Titlebook: Desingularization: Invariants and Strategy; Application to Dimen Vincent Cossart,Uwe Jannsen,Shuji Saito Book 2020 The Editor(s) (if applic

conceal

https://doi.org/10.1007/978-3-322-96526-4In this chapter we prove the Key Theorem . in Chap. ., by deducing it from a stronger result, Theorem 10.2 below. Moreover we will give an explicit bound on the length of the fundamental sequence, by the .-invariant of the polyhedron at the beginning. First we introduce a basic setup.

SPER

J?rg H?ppner,Dieter Feige,Werner DelfmannIn order to show key Theorem . in Chap. ., we recall further invariants for singularities, which were defined by Hironaka.
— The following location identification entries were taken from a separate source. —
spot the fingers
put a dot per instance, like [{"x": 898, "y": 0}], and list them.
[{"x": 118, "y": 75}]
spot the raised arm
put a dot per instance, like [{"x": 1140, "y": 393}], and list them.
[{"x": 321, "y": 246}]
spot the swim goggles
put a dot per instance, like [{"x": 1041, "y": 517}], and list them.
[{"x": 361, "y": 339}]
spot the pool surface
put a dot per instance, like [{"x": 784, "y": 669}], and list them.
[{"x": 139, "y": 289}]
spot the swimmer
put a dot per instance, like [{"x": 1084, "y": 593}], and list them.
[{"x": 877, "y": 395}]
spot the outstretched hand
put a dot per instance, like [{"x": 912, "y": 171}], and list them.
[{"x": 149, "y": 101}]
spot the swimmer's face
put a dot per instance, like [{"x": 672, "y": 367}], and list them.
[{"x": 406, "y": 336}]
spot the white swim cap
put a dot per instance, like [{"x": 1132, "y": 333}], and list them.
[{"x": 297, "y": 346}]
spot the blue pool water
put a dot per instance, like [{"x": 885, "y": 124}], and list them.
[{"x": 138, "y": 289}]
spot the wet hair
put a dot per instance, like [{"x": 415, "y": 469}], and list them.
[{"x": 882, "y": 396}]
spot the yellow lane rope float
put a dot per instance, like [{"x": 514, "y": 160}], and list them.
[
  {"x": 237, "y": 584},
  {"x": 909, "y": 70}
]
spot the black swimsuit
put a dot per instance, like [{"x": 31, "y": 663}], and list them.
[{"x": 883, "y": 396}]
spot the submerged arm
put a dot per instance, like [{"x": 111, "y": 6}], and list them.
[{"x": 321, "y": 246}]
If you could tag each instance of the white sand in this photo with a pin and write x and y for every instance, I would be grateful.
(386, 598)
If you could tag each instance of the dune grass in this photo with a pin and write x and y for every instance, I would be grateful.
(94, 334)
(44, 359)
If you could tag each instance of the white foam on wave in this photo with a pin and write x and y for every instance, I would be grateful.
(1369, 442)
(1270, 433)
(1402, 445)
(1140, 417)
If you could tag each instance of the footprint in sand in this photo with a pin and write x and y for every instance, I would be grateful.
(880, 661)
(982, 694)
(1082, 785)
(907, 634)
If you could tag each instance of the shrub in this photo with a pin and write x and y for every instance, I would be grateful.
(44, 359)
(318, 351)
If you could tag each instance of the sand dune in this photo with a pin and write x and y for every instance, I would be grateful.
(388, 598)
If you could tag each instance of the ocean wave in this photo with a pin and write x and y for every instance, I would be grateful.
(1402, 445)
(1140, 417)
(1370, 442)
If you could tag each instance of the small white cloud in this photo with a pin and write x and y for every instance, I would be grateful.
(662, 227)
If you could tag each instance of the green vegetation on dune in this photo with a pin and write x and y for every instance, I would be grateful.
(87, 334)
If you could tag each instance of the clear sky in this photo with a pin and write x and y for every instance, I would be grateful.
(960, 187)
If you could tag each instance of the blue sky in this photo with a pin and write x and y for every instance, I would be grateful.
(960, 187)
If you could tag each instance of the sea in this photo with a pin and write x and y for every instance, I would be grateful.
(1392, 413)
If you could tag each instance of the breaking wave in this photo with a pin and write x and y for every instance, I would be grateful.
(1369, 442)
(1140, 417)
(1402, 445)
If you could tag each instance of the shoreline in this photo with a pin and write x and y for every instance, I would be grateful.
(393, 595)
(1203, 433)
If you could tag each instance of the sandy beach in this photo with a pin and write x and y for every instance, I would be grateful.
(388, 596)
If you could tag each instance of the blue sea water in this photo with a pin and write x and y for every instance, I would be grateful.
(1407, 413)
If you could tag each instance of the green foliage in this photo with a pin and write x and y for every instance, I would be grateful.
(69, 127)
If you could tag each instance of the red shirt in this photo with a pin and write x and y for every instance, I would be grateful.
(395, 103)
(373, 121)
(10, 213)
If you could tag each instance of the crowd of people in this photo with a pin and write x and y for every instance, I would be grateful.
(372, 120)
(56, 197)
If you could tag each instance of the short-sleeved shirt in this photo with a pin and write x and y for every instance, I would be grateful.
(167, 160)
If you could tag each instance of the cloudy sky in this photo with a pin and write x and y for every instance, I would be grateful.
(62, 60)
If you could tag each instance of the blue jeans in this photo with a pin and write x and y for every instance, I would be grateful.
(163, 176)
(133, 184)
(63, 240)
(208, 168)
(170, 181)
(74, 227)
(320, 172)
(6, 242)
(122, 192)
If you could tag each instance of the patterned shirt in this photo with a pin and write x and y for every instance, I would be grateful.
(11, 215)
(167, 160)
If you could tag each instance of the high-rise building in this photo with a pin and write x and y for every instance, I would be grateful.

The definition works for any dimension, as long as the directrix is 2-dimensional.

NEEDY

J?rg H?ppner,Dieter Feige,Werner DelfmannIn this chapter we prepare some key lemmas for the proof of Theorem ..

雜役

https://doi.org/10.1007/978-3-322-96526-4In this chapter we prove Theorem 13.7 below, which implies Key Theorem . under the assumption that the residue fields of the initial points of . are separably algebraic over that of .. The proof is divided into two steps.

人類的發(fā)源

J?rg H?ppner,Dieter Feige,Werner DelfmannIn this chapter we complete the proof of key Theorem . (see Theorem 14.4 below).

合并

Insensate

wreathe

根除

CREST

Basic Invariants for Singularities,In this chapter we introduce some basic invariants for singularities.